5 Lion's-den is a Trombone-with-clots
Factor V Leiden thrombophilia is an inherited disorder of blood clotting that results from a single point mutation in the factor V gene resulting in a mutant factor V, which is called factor V Leiden. This mutation causes factor V to be resistant to degradation by activated protein C leading to hypercoagulability. Patients have an increased risk for blood clots, recurrent deep vein thromboses (DVT) and thromboembolism.
Most Common Genetic Clotting Disorder in Caucasians
#1 Foam-finger on Caucasians with Clogs

A mutation in Factor V Leiden is the most common cause of inherited thrombophilia in caucasians. Thrombophilia is defined as an increased likelihood of thrombosis (blood clots).

Genetic Point Mutation
Genes Mutated by Point of claw

This disorder results from a single point mutation at position 506 in the factor V gene.

Glutamine Replaces Arginine
Glued-armor Replaces Argyle

A single point mutation causes an amino acid change (arginine is replaced with glutamine) in the factor V protein produced.

Mutant Factor V
Mutated (5) Hand

The single point mutation results in a mutated factor V, termed factor V Leiden. The mutated factor V lacks the cleavage site for deactivation by proteins C and S.

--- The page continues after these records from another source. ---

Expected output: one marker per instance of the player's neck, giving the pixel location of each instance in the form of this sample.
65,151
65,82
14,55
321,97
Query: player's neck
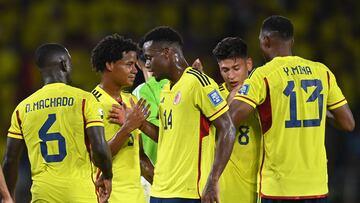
112,89
178,71
54,78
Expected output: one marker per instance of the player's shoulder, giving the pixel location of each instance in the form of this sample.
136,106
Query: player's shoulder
193,76
222,87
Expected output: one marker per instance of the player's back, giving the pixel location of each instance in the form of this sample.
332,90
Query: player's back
53,123
293,103
238,182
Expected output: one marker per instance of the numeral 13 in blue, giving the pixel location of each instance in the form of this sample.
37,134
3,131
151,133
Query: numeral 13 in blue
45,137
289,92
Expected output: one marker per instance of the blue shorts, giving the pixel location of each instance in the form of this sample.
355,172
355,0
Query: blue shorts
173,200
317,200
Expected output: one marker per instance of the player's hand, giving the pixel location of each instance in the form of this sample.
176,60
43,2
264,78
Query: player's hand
211,192
117,114
197,65
233,93
103,188
7,200
138,113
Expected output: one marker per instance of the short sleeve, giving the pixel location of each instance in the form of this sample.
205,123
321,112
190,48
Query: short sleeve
210,101
335,97
253,91
92,111
15,130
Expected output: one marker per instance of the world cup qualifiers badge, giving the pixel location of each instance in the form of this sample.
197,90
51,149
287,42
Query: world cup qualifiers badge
244,89
177,98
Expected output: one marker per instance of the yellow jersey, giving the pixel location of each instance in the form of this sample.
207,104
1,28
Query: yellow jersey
292,95
126,185
238,182
186,110
52,122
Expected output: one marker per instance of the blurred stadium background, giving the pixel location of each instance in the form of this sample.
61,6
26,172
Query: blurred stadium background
325,30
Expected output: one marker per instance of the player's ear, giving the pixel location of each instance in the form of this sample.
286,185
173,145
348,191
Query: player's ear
109,66
267,41
65,66
249,64
166,52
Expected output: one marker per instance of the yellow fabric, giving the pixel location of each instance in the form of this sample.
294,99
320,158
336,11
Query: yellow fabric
194,98
238,182
51,121
126,185
298,94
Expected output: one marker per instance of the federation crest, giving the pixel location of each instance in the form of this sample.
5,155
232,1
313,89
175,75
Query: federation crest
101,113
215,97
244,89
177,98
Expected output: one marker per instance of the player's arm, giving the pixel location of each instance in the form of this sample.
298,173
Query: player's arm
134,119
102,159
150,130
100,150
147,168
14,149
342,118
5,195
225,131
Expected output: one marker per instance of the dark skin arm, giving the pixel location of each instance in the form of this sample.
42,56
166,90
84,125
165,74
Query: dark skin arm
6,197
342,118
150,130
102,159
147,168
225,131
133,120
14,149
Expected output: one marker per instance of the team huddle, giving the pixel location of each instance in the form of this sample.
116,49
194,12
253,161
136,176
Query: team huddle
179,137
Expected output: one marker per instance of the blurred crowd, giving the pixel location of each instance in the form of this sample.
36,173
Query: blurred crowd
325,30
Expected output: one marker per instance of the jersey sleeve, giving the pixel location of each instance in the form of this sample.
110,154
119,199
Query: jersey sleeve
15,130
210,101
93,113
253,91
335,98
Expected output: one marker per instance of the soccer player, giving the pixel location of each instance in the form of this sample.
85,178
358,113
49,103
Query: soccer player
188,103
150,91
239,180
115,57
56,124
292,95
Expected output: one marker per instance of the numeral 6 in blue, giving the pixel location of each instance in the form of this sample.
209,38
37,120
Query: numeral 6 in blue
44,136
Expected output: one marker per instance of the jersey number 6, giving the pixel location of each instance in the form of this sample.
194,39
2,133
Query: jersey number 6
45,137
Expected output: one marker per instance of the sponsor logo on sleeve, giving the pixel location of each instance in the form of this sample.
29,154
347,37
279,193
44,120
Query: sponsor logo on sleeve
215,97
244,90
101,113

Resistant to Degradation by Activated Protein C
Protein-ribbon Cat cannot Degrade

Normally, factor V is a procoagulant clotting factor that increases the production of thrombin, which converts fibrinogen to fibrin, ultimately leading to clot formation. Activated protein C (APC) is a natural anticoagulant serine protease in plasma that inactivates factors V and VIII, therefore limiting clotting. Since factor V Leiden lacks the cleavage site of APC, the molecule is less susceptible to inactivation, causing a hypercoagulable state.

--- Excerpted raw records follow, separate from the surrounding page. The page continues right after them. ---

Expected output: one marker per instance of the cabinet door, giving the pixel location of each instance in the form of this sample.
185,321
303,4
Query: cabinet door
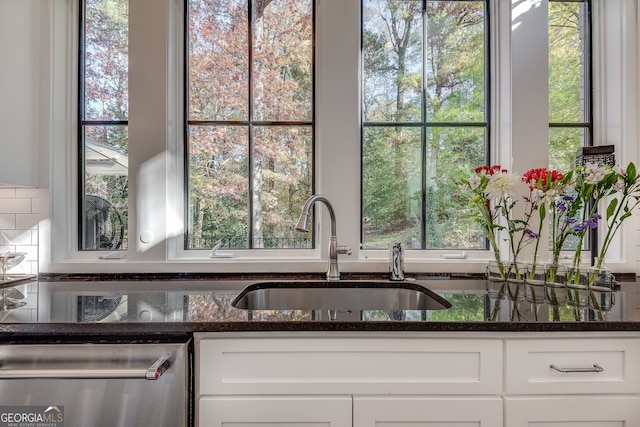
558,411
427,411
252,411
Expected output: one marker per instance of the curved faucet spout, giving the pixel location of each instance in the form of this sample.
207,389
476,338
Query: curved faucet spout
333,273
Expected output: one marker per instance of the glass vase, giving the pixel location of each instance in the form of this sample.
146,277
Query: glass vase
515,281
497,279
578,286
555,280
535,283
601,287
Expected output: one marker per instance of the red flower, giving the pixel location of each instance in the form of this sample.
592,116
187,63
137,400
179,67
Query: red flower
538,178
489,170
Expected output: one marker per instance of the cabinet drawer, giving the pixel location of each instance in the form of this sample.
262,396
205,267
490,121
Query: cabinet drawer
572,366
356,365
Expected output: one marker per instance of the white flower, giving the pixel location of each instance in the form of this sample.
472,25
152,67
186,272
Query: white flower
474,181
594,173
501,185
619,185
537,195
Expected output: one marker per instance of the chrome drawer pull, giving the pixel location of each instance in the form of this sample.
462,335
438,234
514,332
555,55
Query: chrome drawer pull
153,372
595,368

Also called thrombophilia or a prothrombotic state, hypercoagulability is an abnormal coagulation of blood resulting in increased risk for thrombosis (formation of blood clots in blood vessels). In factor V Leiden, factor V cannot be inactivated because it lacks the APC cleavage site which causes increased clotting (hypercoagulability).

Recurrent DVT (Increased Risk of Thromboembolism)
DVT with redness and swelling

Due to their hypercoagulable state, patients can develop recurrent deep vein thromboses (DVT). DVT is typically characterized by unilateral limb swelling, tenderness and erythema, although some patients with DVT may be asymptomatic. With increased risk of DVT, inherently, there is a higher chance of thromboembolism and thromboembolic event in patients. Factor V Leiden mutation is also a risk factor for cerebral, mesenteric and portal vein thromboses.

Avoid Oral Contraceptives
Avoid-sign with OCP-case

Oral contraceptives increase the risk of developing venous thromboses. Having factor V Leiden and taking oral contraceptives greatly increases the risk of developing thromboses and therefore patients with a mutated factor V are advised against taking oral contraceptives. Those who wish to take oral contraceptives need to consult their hematologist.

Caution During Pregnancy
Caution-tape Pregnancy

Since pregnancy is associated with a prothrombotic state, pregnant patients with Factor V Leiden should be closely monitored. This disorder may play a role in cases of recurrent late pregnancy loss, possibly because of thrombosis of the placental vessels.